C’était la même ferveur et le même dynamisme que les leaders syndicaux tenaient les camarades de lutte en haleine en attendant la sortie du «général» Bassolma. A sa sortie sous les acclamations des camarades, le porte-parole de la coalition est revenu sur les cinq points de la plateforme revendicative avant de réagir sur la rumeur selon laquelle la lutte syndicale est politique.
«Si revendiquer les 5 points contenus dans notre plateforme revendicative c’est faire la politique c’est que nous l’avons commencé hier, nous le ferons aujourd’hui et nous la poursuivrons demain», a-t-il fait comprendre au pouvoir en place.
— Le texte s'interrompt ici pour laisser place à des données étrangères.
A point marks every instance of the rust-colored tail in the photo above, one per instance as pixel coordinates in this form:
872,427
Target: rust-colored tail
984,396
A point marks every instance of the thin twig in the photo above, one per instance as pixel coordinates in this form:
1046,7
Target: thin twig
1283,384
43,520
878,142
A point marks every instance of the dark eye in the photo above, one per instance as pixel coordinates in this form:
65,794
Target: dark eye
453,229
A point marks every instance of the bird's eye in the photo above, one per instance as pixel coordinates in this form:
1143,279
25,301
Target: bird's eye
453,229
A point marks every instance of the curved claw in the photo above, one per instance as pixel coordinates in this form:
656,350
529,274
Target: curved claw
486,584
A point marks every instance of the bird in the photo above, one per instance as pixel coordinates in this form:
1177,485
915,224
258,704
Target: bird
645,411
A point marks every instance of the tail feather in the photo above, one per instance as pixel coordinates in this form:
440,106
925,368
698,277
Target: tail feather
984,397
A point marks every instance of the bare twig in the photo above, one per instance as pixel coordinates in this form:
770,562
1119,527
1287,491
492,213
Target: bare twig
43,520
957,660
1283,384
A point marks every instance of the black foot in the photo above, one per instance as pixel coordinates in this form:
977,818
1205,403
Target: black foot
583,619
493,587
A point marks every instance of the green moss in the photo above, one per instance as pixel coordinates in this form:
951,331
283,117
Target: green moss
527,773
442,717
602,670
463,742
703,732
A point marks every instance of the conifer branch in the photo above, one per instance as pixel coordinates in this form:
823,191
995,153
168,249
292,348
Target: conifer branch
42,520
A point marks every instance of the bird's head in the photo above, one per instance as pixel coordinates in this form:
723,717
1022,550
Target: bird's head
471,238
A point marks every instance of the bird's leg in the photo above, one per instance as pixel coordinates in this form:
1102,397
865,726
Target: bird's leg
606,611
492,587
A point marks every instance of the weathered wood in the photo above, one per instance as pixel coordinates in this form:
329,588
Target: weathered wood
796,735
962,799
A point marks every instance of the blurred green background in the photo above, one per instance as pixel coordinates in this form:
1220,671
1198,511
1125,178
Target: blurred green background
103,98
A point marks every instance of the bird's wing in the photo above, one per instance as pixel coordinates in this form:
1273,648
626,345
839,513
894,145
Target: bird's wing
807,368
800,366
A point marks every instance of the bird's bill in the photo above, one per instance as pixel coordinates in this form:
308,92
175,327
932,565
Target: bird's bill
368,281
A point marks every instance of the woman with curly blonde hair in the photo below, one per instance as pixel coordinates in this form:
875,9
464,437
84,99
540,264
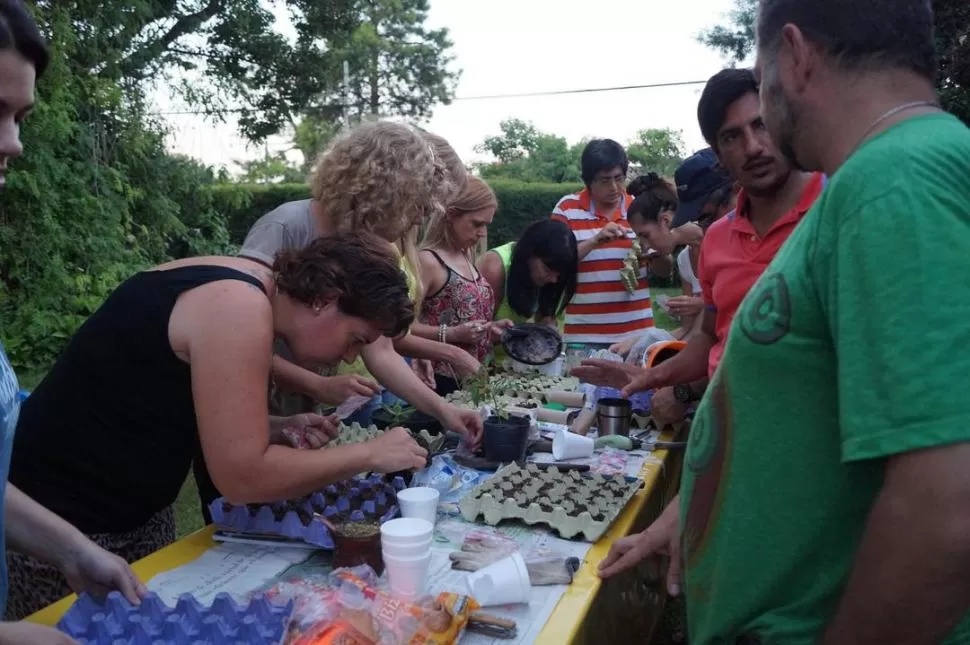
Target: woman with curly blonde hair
384,178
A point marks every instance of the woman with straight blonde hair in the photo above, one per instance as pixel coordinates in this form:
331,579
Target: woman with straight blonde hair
458,302
384,178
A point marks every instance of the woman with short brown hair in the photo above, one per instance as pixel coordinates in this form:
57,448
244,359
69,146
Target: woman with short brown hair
178,359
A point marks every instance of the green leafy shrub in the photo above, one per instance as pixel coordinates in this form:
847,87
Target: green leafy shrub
520,204
94,199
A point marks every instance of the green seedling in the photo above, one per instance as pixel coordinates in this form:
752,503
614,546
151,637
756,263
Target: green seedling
480,388
399,412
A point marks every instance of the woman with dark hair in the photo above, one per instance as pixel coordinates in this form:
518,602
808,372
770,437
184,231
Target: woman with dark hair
177,361
534,278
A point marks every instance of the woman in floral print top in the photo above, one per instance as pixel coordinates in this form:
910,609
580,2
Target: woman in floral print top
458,305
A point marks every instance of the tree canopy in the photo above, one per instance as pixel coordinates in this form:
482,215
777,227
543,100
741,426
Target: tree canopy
525,153
97,197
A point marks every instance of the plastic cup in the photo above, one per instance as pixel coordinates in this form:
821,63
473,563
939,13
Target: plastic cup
407,577
420,502
569,445
406,550
501,583
406,531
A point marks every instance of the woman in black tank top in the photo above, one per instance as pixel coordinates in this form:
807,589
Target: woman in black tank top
178,359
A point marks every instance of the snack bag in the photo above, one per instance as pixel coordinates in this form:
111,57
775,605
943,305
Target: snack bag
437,622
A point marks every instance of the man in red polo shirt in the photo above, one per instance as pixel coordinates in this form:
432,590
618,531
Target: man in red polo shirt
736,249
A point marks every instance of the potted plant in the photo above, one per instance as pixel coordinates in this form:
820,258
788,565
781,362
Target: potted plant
396,415
506,435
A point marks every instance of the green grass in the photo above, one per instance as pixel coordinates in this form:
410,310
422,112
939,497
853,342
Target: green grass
188,517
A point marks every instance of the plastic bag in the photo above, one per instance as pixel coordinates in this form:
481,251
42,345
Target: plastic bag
347,607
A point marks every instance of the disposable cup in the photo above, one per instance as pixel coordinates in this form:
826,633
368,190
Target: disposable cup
407,550
504,582
406,531
420,502
569,445
407,577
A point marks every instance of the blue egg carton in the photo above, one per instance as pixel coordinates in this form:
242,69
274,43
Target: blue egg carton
640,401
118,622
356,500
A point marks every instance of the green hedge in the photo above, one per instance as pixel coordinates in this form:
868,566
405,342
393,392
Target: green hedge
520,204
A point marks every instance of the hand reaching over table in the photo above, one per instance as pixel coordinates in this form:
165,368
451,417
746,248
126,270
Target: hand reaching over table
660,538
305,431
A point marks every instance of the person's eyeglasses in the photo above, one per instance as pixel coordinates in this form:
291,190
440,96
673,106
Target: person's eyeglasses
608,181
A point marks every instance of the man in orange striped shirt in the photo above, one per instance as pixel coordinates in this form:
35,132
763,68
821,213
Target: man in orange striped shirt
603,311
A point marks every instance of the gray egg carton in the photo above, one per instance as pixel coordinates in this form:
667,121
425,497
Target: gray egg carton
571,503
355,433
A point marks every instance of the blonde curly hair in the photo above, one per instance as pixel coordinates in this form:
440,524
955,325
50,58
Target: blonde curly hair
384,178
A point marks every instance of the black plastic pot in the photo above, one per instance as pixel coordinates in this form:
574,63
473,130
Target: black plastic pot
506,439
414,421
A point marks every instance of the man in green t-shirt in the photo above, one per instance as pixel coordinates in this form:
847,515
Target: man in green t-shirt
826,489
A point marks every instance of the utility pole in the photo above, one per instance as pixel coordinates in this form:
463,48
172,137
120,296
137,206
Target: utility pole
347,95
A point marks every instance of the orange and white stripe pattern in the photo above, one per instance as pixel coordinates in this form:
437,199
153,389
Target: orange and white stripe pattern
602,311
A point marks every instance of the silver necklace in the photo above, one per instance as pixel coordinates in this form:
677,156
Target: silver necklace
893,112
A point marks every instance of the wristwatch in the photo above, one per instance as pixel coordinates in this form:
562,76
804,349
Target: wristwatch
683,393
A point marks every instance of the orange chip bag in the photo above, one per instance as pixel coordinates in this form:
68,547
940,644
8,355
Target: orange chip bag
440,622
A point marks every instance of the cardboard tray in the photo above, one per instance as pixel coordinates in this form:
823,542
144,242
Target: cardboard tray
356,500
571,503
118,622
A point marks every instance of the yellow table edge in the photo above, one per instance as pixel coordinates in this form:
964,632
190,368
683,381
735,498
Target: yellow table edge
572,608
563,623
174,555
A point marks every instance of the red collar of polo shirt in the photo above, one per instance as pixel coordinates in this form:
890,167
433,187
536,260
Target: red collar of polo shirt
742,223
586,203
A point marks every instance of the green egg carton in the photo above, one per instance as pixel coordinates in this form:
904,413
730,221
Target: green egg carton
355,433
571,503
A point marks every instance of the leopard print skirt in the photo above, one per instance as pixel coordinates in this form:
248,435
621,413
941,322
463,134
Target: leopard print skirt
34,585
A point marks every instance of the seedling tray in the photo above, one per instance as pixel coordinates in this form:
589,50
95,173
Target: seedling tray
355,433
356,500
118,622
572,503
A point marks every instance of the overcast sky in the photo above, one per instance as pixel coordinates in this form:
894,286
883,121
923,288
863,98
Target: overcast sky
516,46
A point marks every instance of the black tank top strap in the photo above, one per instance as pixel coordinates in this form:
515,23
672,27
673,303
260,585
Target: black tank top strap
118,408
448,270
194,275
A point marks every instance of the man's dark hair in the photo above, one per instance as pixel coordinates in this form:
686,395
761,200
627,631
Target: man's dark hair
554,243
653,195
600,155
722,89
864,35
19,32
361,271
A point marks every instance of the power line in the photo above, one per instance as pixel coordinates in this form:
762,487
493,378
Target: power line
589,90
481,97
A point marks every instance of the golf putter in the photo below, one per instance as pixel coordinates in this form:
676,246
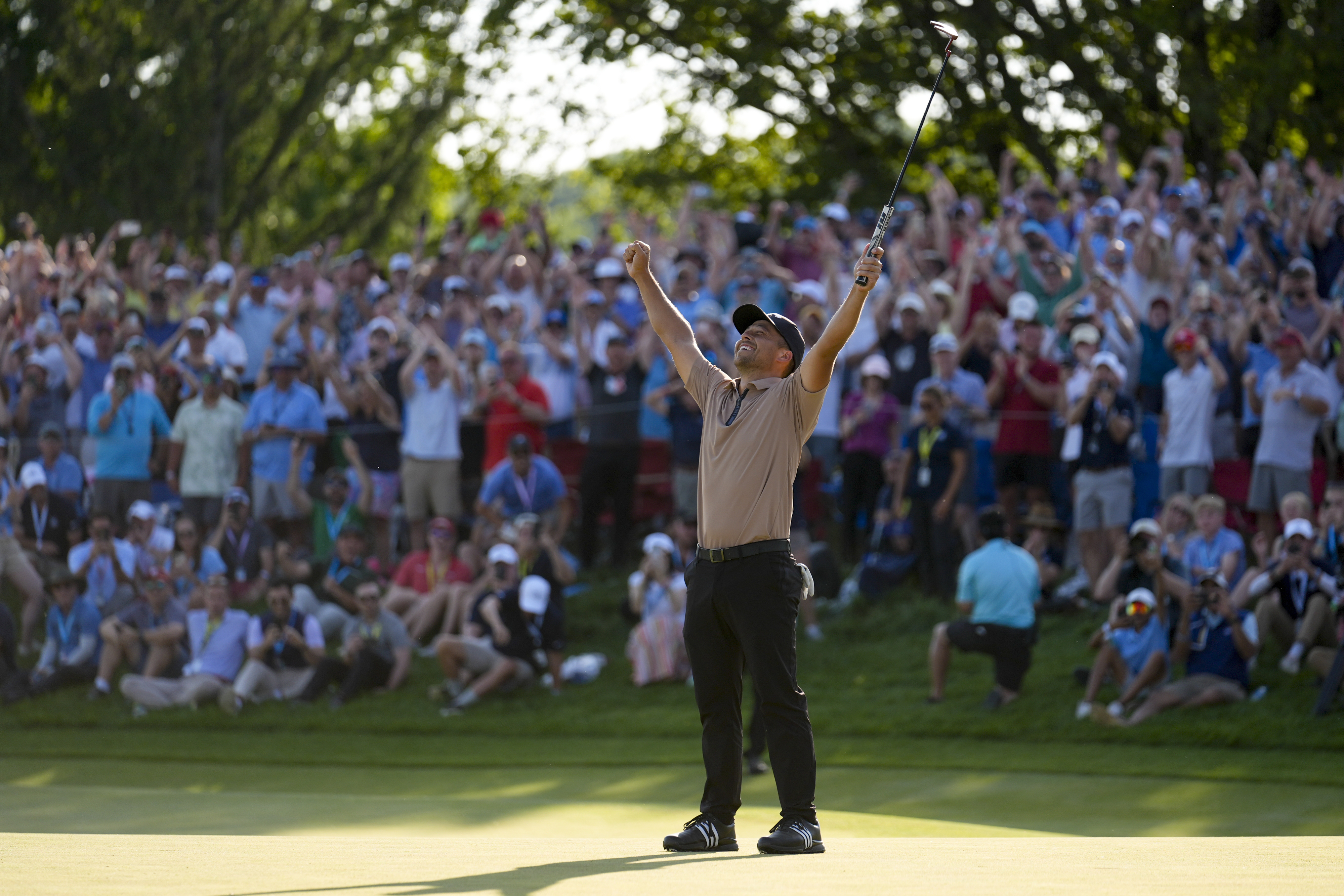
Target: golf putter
889,210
A l’entendre, les point cités dans la plateforme sont justes, légitimes et patriotiques et donc pour lui, si on était dans un Etat de droit , «dirigé par gens qui sont hautement responsables il y a des préoccupations en principe qu’on ne devait même pas envoyer à des gouvernants pour qu’ils puissent les mettre en œuvre. Ça devrait être systématique». Dans son allocution, Bassolma Bazié a fait savoir que le gouvernement a eu une communication tendant à faire croire qu’il est ouvert au dialogue et que ce sont les syndicats qui refusent ce dialogue. Ce dernier indique que qui parle de dialogue parle d’acteurs francs, bien éduqués et qui ont le sens de la parole donnée. «N’ayant pas reçu une correspondance pour aller échanger, qu’on nous dise où est qu’on nous invite ? C’est sur quelle table ? C’est pour discuter de quoi et avec qui ?», S’interroge-t-il.
Il souligne à cet effet que si les travailleurs sont bien rémunérés, si aucuns d’eux n’a un retard d’avancement, s’ils ne sont pas brimés dans leurs droits, la trêve sociale, la paix sociale s’installent d’elles-mêmes. Après avoir fait l’historique de l’IUTS sur les primes et indemnités et les différentes intempéries dont le syndicalisme a surmonté, le porte-parole de la coalition syndicale a invité les camarades à l’unisson, à la mobilisation et à la détermination. «Il y a des gens qui ne sont pas ici parce qu’ils ont peur. Il faut les approcher pour échanger. Il y a des gens qui ne sont pas ici parce qu’ils estiment qu’ils ont des intérêts à garder, il faut les approcher et échanger avec eux. Il faut inviter l’ensemble des organisations qui veulent venir à la coalition. La porte est ouverte et nous allons nous battre pour obtenir ce que nous voulons», a conclu le «général» Bassolma.